Daniel 4:34-35 (CSB) But at the end of those days, I, Nebuchadnezzar, looked up to heaven, and my sanity returned to me. Then I praised the Most High and honored and glorified him who lives forever: For his dominion is an everlasting dominion, and his kingdom is from generation to generation. 35 All the inhabitants of the earth are counted as nothing, and he does what he wants with the army of heaven and the inhabitants of the earth. There is no one who can block his hand or say to him, “What have you done?”

This being the case, then why don't the inhabitants of the earth bow and worship God?

The oft-automatic answer to this from most American Christians is the answer of free will. When good-intended Christians give this pat answer, I suspect they do answer with a sense of mercy and grace for those who do not believe and obey God.

Mercy and grace is kind and wonderful. But that isn't the correct answer at all. The real answer is sin--because we are born of Adam, we are born into sin and we continuously sin.

If "free will" is the answer that you want to instinctively give, ask yourself, "I am giving this answer because I think it is the right one, or the one I grew up always hearing, or am I afraid give the truth that God says on why we are not automatically born as sons of God?"

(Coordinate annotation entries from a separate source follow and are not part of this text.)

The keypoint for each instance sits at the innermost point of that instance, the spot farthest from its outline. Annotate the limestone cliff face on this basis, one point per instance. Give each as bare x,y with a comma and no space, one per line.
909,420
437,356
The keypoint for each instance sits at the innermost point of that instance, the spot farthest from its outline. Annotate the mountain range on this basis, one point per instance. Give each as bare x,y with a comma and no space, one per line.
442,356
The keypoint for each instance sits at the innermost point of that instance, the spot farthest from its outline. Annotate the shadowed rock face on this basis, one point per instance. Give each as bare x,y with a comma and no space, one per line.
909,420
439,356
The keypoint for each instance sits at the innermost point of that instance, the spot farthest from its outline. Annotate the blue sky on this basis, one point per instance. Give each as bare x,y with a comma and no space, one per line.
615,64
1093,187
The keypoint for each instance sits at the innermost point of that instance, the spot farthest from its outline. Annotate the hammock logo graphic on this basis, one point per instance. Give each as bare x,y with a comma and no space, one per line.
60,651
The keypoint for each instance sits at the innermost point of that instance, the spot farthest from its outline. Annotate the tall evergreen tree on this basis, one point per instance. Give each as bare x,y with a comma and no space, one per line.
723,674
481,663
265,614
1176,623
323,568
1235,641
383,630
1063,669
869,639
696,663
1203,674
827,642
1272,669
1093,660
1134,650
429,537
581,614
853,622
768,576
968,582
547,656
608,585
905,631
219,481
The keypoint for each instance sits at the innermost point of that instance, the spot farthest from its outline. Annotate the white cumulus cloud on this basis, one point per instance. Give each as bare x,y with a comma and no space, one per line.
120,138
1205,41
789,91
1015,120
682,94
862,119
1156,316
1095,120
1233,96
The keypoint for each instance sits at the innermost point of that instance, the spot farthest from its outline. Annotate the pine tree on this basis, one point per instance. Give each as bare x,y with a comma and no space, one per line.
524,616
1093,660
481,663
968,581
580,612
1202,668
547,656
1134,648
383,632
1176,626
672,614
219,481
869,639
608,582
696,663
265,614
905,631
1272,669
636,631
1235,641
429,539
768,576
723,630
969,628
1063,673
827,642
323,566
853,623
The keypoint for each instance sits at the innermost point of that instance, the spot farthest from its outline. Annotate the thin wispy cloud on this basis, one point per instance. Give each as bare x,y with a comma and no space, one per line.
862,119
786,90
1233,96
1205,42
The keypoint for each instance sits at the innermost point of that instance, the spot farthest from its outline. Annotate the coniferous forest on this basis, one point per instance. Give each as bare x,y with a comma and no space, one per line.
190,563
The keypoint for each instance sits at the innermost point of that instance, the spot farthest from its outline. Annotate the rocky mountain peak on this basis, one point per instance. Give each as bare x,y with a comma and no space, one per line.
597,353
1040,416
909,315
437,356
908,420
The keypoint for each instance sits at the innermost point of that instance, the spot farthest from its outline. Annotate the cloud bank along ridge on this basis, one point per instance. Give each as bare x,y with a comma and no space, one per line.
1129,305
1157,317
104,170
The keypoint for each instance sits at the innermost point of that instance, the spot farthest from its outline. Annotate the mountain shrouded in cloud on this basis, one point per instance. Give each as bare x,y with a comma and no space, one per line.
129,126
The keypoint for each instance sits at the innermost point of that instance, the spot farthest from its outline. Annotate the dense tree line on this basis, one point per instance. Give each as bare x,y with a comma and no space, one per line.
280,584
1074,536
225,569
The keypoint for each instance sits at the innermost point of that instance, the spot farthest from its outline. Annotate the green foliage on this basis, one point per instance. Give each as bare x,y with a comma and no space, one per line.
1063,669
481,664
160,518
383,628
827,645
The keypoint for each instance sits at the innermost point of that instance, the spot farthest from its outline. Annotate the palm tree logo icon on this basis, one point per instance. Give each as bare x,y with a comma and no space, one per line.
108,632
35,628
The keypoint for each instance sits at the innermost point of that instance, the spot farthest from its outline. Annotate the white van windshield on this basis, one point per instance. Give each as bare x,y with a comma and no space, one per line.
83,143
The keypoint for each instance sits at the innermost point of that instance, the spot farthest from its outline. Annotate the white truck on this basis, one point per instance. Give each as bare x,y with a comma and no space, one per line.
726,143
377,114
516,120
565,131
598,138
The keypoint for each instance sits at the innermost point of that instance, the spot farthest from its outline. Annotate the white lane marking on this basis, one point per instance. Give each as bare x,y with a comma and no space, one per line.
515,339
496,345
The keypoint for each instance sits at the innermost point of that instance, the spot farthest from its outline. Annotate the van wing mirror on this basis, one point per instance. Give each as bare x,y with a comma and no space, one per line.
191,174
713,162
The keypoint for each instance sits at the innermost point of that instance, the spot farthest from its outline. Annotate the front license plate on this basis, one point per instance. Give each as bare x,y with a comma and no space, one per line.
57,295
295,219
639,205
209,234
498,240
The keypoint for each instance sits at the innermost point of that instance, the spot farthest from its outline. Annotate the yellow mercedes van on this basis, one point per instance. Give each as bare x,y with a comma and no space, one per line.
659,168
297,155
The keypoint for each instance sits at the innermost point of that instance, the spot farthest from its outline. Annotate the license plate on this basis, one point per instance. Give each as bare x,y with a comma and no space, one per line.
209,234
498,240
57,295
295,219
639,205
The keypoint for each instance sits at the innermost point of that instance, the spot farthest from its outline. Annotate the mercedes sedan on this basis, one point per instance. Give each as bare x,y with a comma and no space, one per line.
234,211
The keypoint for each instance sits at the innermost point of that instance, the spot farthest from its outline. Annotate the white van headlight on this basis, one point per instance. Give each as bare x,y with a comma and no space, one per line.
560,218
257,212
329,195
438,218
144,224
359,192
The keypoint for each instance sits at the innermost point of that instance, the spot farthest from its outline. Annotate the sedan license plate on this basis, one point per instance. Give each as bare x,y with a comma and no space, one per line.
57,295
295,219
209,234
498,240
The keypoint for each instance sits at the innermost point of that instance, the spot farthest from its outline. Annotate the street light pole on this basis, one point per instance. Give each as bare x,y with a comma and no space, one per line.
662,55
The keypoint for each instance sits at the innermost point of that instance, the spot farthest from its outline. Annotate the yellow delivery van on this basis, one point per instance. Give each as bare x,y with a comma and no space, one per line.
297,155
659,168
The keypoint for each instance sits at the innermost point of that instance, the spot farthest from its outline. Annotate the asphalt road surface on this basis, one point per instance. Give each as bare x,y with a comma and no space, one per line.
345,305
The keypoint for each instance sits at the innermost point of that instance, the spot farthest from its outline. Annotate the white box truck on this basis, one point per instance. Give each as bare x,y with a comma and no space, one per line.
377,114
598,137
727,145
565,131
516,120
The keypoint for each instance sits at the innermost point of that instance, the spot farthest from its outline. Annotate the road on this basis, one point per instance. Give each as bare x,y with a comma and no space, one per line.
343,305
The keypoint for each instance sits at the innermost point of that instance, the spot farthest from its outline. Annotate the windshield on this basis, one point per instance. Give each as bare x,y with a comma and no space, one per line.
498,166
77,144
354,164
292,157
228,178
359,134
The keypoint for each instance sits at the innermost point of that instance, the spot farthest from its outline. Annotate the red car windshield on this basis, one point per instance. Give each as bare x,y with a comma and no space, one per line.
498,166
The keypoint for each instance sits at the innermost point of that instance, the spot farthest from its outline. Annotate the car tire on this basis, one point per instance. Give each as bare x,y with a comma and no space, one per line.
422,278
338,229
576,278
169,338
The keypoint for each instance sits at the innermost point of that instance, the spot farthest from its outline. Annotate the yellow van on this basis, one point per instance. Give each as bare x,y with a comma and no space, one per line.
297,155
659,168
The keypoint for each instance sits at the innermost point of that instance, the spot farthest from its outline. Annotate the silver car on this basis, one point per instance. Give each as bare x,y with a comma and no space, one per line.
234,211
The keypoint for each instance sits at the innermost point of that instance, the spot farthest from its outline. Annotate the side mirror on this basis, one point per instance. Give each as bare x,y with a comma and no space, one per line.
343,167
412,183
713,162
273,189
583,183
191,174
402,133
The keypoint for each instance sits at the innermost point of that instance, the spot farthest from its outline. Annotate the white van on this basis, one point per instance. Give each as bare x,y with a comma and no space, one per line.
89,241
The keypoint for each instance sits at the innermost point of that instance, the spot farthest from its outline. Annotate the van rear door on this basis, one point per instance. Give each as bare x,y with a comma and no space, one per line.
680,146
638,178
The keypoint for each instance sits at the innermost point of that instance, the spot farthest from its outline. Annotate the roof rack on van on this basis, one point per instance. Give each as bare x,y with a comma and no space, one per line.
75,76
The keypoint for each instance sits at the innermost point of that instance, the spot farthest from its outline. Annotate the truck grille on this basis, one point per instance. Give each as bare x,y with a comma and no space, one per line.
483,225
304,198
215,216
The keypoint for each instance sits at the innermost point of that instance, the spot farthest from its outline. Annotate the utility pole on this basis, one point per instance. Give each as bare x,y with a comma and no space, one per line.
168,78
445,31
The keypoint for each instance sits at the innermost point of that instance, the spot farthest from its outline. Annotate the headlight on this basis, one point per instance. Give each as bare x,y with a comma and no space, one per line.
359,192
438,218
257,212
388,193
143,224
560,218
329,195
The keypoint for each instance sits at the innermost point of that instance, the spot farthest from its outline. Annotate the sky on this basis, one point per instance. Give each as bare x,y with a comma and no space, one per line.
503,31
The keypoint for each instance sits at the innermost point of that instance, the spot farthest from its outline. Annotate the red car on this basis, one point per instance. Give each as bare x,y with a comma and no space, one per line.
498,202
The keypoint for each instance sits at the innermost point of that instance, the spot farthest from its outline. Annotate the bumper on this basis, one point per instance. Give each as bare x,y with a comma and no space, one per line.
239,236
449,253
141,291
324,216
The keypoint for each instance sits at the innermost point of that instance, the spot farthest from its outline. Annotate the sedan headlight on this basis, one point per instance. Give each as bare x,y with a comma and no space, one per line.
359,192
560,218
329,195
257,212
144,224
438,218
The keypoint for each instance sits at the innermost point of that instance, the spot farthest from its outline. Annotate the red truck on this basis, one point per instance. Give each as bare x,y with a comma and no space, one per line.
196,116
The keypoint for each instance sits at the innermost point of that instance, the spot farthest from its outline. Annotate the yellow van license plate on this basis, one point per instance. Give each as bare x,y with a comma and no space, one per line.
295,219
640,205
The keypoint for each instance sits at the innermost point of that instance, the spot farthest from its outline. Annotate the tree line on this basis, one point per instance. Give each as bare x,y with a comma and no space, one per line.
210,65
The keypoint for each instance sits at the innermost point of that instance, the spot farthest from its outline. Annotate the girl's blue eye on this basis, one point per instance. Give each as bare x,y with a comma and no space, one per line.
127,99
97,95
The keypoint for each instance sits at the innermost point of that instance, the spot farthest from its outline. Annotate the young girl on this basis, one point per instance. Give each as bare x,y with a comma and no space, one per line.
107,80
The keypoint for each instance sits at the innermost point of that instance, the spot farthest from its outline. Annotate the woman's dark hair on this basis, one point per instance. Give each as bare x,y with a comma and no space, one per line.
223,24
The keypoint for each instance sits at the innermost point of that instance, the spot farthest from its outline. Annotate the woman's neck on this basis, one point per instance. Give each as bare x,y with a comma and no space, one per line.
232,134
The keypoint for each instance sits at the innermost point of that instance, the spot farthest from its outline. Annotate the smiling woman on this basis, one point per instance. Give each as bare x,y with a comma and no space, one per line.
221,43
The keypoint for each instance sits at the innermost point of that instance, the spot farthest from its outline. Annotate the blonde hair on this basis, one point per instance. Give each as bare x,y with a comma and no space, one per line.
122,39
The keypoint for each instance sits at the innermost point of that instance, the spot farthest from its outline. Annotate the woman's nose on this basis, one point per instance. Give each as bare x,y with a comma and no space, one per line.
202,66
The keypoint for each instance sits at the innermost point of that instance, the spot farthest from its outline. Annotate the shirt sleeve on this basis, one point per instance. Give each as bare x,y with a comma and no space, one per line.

Examine yourselves. But then embrace the gospel of truth of Christ:

John 3:3 (CSB) Jesus replied, “Truly I tell you, unless someone is born again, he cannot see the kingdom of God.”

The entire earth is under the dominion, lordship, power, sovereignty, rule, reign, judgment, mercy, grace, and love of Jesus Christ.

The Bible is bookend by two major events. The Garden of Eden and the New Jerusalem from the New Heavens descending on the New Earth.

But it is also bookended by the Fall of Mankind and the glorification of the people of God.

But just within that, it is bookended by the wrath and judgment of Christ on high: the Great Flood in Genesis 6 and Great and Final Judgment in the Revelation of Jesus Christ:

Revelation 14:19-20 (CSB) So the angel swung his sickle at the earth and gathered the grapes from the vineyard of the earth, and he threw them into the great winepress of God’s wrath. Then the press was trampled outside the city, and blood flowed out of the press up to the horses’ bridles for about 180 miles.

God promises in Genesis 9 that he will never flood the earth again by water. He never destroys the earth in that way never again. But he will fill a part of the earth with the blood of his enemies that runs so deep, blood will run as tall as three feet deep.

This world belongs to God. But he loved it so much that he sent his Son to live and die so that whosever believes and trust in him will never perish but have everlasting life.

For God did not send his Son to condemn but to save the world through Him.